It was 80/20, but the sentiment holds.

------
marcosdumay
As every discussion about bullshit jobs or frontend frameworks, or hardware
abstraction VMs (recently, WASM) will easily show, we are swimming in
accidental complexity. And even when it's not obvious, every general advance
on science or technology is fundamentally the removal of some complexity that
everybody just adapted to like if it was essential.

So, no, it doesn't have to live somewhere. It can be created and destroyed,
this happens every day. Probably some of it can not be destroyed, but nobody
knows what part so any article about it will be useless.

------
slx26
I don't disagree with the message, but I'm kinda ambivalent about putting the
focus on it like that.

> We try to get rid of the complexity, control it, and seek simplicity.

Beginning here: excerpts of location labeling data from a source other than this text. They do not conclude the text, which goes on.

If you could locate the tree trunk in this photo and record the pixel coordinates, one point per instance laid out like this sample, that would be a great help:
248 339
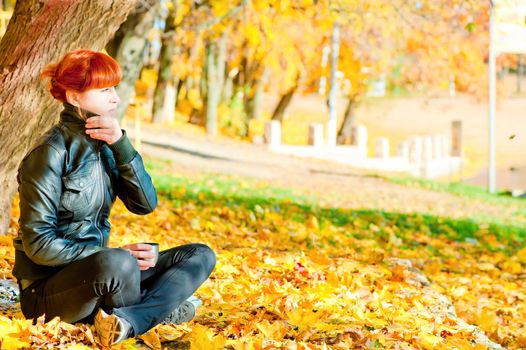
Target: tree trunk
258 96
215 75
284 102
41 32
520 73
165 76
128 46
345 134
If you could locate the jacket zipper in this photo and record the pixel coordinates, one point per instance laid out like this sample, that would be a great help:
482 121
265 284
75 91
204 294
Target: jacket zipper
101 202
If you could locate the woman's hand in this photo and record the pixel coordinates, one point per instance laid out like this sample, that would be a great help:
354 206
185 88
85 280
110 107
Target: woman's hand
143 253
103 128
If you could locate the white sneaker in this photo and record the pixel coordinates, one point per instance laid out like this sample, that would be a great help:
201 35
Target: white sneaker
185 312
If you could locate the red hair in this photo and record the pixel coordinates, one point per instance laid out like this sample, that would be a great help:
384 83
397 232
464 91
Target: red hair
81 70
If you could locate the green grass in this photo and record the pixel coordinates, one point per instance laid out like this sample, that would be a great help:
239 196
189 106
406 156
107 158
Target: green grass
257 196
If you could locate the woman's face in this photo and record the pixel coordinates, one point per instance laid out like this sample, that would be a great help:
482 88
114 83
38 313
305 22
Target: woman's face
102 101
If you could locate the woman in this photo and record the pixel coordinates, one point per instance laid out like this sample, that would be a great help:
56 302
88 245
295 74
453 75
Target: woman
67 185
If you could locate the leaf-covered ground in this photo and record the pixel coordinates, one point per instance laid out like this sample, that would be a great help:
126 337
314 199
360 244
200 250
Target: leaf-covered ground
295 274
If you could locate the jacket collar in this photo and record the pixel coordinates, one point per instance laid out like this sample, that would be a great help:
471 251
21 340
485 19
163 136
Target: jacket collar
72 119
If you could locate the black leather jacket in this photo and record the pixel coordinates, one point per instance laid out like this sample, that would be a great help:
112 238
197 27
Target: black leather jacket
67 186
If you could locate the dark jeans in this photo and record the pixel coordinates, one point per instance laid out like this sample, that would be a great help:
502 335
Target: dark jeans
111 279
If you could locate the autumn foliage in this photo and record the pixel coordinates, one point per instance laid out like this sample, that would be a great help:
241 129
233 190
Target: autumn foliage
294 273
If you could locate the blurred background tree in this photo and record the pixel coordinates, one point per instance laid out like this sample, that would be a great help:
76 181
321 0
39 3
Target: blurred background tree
229 65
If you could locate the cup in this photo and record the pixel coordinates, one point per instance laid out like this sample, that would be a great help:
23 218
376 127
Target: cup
155 250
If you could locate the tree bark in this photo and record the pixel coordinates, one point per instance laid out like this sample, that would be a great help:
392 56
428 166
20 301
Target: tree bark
520 73
165 76
345 134
41 32
128 47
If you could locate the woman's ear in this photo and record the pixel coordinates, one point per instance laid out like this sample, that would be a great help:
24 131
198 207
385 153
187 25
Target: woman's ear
72 98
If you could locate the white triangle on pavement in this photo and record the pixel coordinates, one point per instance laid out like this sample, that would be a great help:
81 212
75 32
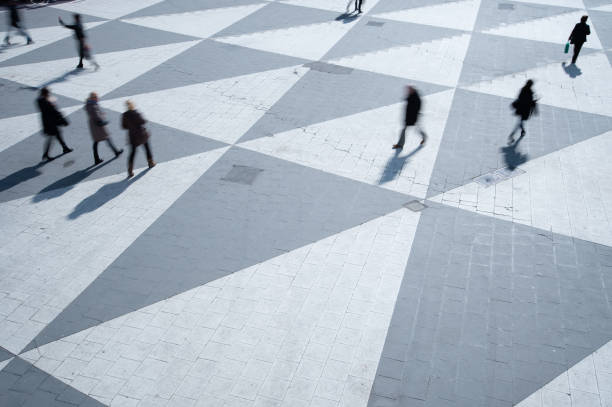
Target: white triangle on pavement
322 306
41 36
83 246
201 24
221 110
459 15
359 146
311 41
117 68
110 9
559 3
340 6
566 192
591 91
19 128
416 61
555 29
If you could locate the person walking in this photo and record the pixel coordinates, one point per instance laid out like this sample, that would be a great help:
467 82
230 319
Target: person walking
97 127
578 36
52 119
15 24
413 109
134 123
83 46
524 106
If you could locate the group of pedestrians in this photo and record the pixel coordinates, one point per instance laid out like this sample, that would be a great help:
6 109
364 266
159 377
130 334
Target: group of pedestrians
131 120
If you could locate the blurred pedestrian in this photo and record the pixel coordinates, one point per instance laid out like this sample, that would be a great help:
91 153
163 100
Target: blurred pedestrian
15 24
52 119
133 121
578 36
97 127
524 106
413 109
83 46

Well, not really enough. Complexity is a beast that takes many years to
understand, and that's when you are really trying. Many devs don't. And
companies even less. So while it's true some complexity is unavoidable, I
think we still have a long way to go in being aware of it first. We write
software once, and that's not a proper strategy to manage complexity. Anyone
who has looked into computers from top to bottom knows we have tons of
problems with complexity that we really haven't solved properly, and that
bleed into day to day development in the ugliest ways.

My particular take when I don't have the massive amount of time required to
properly deal with complexity is write something like this: "hey, this is very
complex. please don't touch it. if you have to, we have this much headroom. if
you need to go beyond that, please rewrite this entirely / find a better way.
if the code doesn't bite you immediately I will".

------
3pt14159
I completely agree, and even commented the same essential idea a couple years
ago here:

[https://news.ycombinator.com/item?id=18774619](https://news.ycombinator.com/item?id=18774619)

One of my highest upvoted comments with 161 upvotes.

But I've come to another idea too. Part of all this complexity is dealing with
change. We could simplify things if some aspects of our software hit a final
point where only security updates were published after that. Imagine a
programming language that was specified and actually _finished_ without the
constant roll of changing patterns and practices. Or a web framework. Or a
database. Intentionally designed to be robust and secure from the first day
then intentionally set to minimal patches for bugs and security fixes.

Part of the issue though is that things keep changing. New characters are
added to unicode, new timezones emerge or existing ones change. It's a hard
problem to crack.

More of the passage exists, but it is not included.